According to data provided by Creighton’s Global Engagement Office (GEO), over the past two school years, not including 2018-2019 school year, 1,039 students studied abroad. Of those, about 65 percent were females and 35 percent were males.

The total student population at Creighton for the 2017-2018 school year was 59 percent women and 41 percent men.

Lizzy Curran is a Global Programs Coordinator at the GEO and spoke to this trend present at Creighton.

Curran emphasized that it is difficult to reason why men tend to study abroad less than women. She speculated that one of the reasons women might tend to study abroad more than men is that women more often come to college with an intrinsic motivation to study abroad.
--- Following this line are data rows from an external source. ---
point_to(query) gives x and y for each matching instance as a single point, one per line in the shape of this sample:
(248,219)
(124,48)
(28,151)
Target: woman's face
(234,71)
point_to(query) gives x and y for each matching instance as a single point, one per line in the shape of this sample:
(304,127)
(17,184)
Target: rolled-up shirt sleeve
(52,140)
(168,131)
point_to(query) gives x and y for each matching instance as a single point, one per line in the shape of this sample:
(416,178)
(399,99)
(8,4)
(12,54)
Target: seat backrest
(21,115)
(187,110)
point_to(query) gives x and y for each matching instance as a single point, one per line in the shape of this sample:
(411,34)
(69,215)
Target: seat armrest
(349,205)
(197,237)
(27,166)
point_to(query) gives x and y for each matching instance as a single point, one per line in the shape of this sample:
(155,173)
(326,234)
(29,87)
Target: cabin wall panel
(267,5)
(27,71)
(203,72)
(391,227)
“Male students might hear about it a little bit later or think about it a little bit later than female students and, therefore, the steps they’re taking are more to get to that point of applying and going,” Curran said.
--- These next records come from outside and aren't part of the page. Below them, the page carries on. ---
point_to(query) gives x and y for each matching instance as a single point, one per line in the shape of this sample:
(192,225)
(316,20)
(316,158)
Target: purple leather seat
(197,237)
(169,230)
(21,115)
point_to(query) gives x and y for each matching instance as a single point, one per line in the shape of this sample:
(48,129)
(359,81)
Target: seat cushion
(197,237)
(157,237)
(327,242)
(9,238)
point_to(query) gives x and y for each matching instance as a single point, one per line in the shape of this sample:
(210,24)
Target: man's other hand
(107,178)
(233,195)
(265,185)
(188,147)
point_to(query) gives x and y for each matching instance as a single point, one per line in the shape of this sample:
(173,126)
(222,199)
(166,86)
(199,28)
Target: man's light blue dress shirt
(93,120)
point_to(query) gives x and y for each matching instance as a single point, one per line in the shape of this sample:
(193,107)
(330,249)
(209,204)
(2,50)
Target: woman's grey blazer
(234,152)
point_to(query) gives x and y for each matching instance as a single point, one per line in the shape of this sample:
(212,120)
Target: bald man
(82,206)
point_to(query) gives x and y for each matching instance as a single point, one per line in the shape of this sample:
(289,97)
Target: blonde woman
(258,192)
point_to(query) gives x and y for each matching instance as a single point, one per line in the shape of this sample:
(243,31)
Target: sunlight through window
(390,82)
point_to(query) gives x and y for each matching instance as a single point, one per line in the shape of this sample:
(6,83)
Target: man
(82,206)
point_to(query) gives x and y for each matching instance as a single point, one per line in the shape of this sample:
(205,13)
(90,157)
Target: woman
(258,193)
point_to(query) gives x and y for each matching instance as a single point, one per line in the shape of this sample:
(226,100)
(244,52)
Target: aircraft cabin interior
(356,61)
Curran said that the GEO office is not actively seeking to specifically increase male enrollment in study abroad.

“Truthfully, I don’t know that we do a whole lot to promote specifically to male students. We do more to promote study abroad to underrepresented student populations such as low-income students, first-generation students,” Curran said.

Jill Muegge, who works at the GEO with the Encuentro Dominicano program, said that young people today in general have a lot of pressure to do with jobs, internships and leadership positions which seem may make it difficult to realize the possibility of studying abroad.

“To think about stepping away for a full semester I think can create a fear of falling behind in those types of things. So I think it depends a lot on support that you have from your social network, your family, your academic advisors – a lot of things play into that,” Muegge said.

Muegge said that the GEO office tries to promote its study abroad opportunities to students early on.

“We really try to get our information in front of students early in their Creighton career because the earlier students start thinking about it, the easier it is to fit it in their schedule and the more realistic it becomes for them,” Muegge said.

Tom Thibodeau, a peer ambassador at the GEO, said the one of the most frequent questions he gets in the GEO’s “Getting Started” sessions is about what it’s like to miss a semester at Creighton. He thinks that one of the primary reasons students don’t study abroad is the fear of missing out.

“People are afraid to drop what they’re doing here and go abroad and experience something foreign or uncomfortable – to go outside their comfort zone,” Thibodeau said.

Thibodeau said that he never really noticed the trend of men studying abroad less than women. However, he said that peer ambassadors help to show students what their experience could look like studying abroad.

“When you hear people’s experiences that studied abroad, that’s what sticks with you the most,” Thibodeau said.

He speculated that maybe male students hearing from another male peer ambassador might help to encourage more men to study abroad.

Muegge said that all students should study abroad if they have the ability and the means to.

“I truly believe that there’s so much learning that goes on just about the world and about yourself when you’re out of your comfort zone. You realize how strong you are, you realize how brave you are, and the lessons that you learn living on your own in a different world can be applied in literally any job field that you’re thinking of,” Muegge said.